From: Junio C Hamano <gitster@pobox.com>
To: Dmitry Potapov <dpotapov@gmail.com>
Cc: Zygo Blaxell <zblaxell@esightcorp.com>,
Ilari Liusvaara <ilari.liusvaara@elisanet.fi>,
Thomas Rast <trast@student.ethz.ch>,
Jonathan Nieder <jrnieder@gmail.com>,
git@vger.kernel.org
Subject: Re: [PATCH] Teach "git add" and friends to be paranoid
Date: Sat, 20 Feb 2010 11:23:11 -0800 [thread overview]
Message-ID: <7v8waniue8.fsf@alter.siamese.dyndns.org> (raw)
In-Reply-To: 7v635tkta7.fsf@alter.siamese.dyndns.org
Junio C Hamano <gitster@pobox.com> writes:
> Dmitry Potapov <dpotapov@gmail.com> writes:
>
>> ... I think it is possible
>> to avoid the overhead of being on the safe side in a few common cases.
>> Here is a patch. I have not had time to test it, but changes appear to
>> trivial.
>
> Yeah, these are obvious "paranoia not needed" cases.
>
Actually the "if it is smaller than 256k" part is not quite obvious.
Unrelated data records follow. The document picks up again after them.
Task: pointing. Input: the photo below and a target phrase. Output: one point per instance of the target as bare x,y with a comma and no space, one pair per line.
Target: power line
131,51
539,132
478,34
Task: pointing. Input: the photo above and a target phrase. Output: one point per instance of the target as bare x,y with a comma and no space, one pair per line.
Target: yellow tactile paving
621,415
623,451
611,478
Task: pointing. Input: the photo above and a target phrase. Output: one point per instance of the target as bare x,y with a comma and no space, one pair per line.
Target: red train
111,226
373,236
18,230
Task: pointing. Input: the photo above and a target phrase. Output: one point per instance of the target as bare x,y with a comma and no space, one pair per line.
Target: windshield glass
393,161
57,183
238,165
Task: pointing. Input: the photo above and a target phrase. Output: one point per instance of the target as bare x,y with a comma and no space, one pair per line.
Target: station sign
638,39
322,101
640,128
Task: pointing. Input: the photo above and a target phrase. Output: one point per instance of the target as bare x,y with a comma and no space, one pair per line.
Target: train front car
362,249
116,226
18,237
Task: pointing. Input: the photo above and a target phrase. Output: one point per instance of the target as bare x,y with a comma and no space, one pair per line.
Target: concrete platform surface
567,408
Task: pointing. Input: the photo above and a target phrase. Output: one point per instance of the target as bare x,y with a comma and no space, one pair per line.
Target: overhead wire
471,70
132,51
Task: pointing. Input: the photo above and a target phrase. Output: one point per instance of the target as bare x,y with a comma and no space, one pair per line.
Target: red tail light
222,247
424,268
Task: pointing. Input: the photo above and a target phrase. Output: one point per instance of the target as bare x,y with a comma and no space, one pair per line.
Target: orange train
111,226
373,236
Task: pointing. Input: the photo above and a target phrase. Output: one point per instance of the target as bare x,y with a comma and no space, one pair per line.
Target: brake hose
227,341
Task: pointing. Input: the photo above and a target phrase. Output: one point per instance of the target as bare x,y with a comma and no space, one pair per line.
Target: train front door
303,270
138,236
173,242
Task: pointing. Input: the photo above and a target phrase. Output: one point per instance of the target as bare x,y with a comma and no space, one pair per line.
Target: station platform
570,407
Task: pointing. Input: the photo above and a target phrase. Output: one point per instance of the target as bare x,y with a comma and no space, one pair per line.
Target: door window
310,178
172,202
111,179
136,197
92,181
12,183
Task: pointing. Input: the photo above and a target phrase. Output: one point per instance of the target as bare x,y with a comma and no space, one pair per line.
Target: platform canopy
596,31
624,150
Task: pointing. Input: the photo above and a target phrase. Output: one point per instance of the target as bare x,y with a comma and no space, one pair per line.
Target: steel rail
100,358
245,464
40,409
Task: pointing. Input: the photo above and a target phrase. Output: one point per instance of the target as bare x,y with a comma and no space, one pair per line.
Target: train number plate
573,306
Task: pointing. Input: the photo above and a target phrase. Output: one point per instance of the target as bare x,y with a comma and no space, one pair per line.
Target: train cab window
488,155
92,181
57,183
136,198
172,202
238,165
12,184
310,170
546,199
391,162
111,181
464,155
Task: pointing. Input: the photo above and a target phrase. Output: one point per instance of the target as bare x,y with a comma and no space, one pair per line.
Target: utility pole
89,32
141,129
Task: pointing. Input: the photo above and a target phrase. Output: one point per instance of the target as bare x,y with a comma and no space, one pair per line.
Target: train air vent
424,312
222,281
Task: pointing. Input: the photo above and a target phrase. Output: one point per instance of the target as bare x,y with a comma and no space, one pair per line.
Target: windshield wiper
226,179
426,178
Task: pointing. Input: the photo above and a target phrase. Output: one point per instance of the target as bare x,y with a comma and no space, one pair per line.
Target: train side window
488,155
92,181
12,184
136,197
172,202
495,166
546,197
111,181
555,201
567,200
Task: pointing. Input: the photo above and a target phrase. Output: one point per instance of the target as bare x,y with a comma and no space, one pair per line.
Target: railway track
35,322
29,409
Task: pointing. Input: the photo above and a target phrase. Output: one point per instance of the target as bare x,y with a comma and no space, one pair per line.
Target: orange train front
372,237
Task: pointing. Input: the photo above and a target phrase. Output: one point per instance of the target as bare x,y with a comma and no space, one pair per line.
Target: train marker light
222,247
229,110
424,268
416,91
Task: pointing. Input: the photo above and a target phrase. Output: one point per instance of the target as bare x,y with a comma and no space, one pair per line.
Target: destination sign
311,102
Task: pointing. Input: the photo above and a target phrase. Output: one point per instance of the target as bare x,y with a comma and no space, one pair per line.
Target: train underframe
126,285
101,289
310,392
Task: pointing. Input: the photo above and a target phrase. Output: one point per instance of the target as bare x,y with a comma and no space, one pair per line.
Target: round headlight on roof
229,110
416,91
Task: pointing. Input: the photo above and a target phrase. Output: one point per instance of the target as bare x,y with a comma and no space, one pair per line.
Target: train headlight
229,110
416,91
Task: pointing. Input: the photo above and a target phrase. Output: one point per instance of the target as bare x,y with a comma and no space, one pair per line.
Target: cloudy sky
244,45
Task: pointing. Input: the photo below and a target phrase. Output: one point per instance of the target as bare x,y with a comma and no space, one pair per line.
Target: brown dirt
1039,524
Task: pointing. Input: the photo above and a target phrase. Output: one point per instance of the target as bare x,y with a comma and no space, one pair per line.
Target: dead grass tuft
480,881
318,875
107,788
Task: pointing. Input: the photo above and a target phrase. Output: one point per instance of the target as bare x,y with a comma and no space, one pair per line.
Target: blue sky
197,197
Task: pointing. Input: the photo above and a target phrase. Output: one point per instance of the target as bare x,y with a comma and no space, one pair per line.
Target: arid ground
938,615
>> @@ -2490,7 +2491,7 @@ int index_fd(unsigned char *sha1, int fd, struct stat *st, int write_object,
>> size_t size = xsize_t(st->st_size);
>>
>> flag = write_object ? INDEX_MEM_WRITE_OBJECT : 0;
>> - if (!S_ISREG(st->st_mode)) {
>> + if (!S_ISREG(st->st_mode) || size < 262144) {
>> struct strbuf sbuf = STRBUF_INIT;
>> if (strbuf_read(&sbuf, fd, 4096) >= 0)
>> ret = index_mem(sha1, sbuf.buf, sbuf.len,
INDEX_MEM_PARANOID is never given to index_mem() in this codepath, so
trade-offs look like this:
* In non-paranoia mode, your conjecture is that between
- malloc, read, SHA-1, deflate, and then free; and
- mmap, SHA-1, deflate and then munmap
the former is faster for small files that can fit in core without
thrashing.
* In paranoia mode, your conjecture is that between
- malloc, read, SHA-1, deflate, and then free; and
- mmap, SHA-1, SHA-1 and deflate in chunks, and then munmap
the former is faster for small files that can fit in core without
thrashing.
The "mmap" strategy has larger cost in paranoia mode compared to its cost
in non-paranoia mode. The "read" strategy on the other hand has the same
cost in both modes. If this "read small files" is good for non-paranoia
mode, it is obvious that it is also good (better) for paranoia mode.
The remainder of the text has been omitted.